The Shelburne Museum Complex – Protecting and Interpreting History
A dozen historic buildings and several gorgeous green spaces make up the Shelburne Museum Complex at the heart of historic waterfront. Many are open to the public with interpreters to bring history alive.
Since 1976, the non-profit Shelburne Historical Society has been overseeing an expanding collection of important properties and artefacts, as well as researching and writing the history of Shelburne. Early members like Marion Robertson, Mary Archibald and Eleanor Smith published many books.
Today, these are valuable reference works. In partnership with the Province of Nova Scotia, the Society created the Ross-Thomson House and Store in 1784 , as well as the J. C. Williams Dory Shop Museum, opened by Prince Charles and Princess Dianna in 1983.
The Society also created the Shelburne County Museum in the historic Nairn House to exhibit important holdings and to encourage research. In 2001, the Society took ownership of the Nairn House, as well as the Coyle House, where it established Tottie’s Crafts. Volunteers sell their own fine handicrafts like quilts and hooked rugs, as well as other gifts.
In 1986, the Society took over the Cox’s Warehouse, the building crowned with a steeple that dominates the waterfront. And in 2000, renovation work began on Cox’s Shipyard at the south end of the district where three major buildings took on new life. The Society created the Muir-Cox Shipbuilding Interpretive Centre – now closed – and kept the Sawmill as an important heritage building.

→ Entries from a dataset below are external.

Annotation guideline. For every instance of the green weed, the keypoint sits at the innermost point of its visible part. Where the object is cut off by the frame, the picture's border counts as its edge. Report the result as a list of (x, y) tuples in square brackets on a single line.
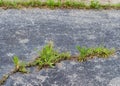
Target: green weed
[(49, 56), (95, 4), (19, 65), (86, 53)]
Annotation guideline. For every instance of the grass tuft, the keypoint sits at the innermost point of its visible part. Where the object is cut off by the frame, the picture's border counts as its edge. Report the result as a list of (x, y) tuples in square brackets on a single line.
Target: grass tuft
[(19, 65), (49, 56), (101, 51)]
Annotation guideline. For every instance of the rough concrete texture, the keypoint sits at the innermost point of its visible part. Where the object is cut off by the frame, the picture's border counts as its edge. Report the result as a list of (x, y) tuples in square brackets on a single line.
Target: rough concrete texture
[(21, 31), (86, 1)]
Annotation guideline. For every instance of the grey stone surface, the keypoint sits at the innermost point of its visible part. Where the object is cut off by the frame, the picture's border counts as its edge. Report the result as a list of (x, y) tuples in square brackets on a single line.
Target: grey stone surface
[(96, 72), (21, 31)]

The Shelburne Historical Society sees itself as a vital part of the community as it works to protect, restore and interpret the evolving heritage of this historic town and its waterfront. The Society and its holdings are an important economic driver, not just for attracting visitors, but for instilling pride in the community’s heritage and natural features, thus enriching the quality of life for those lucky enough to live here.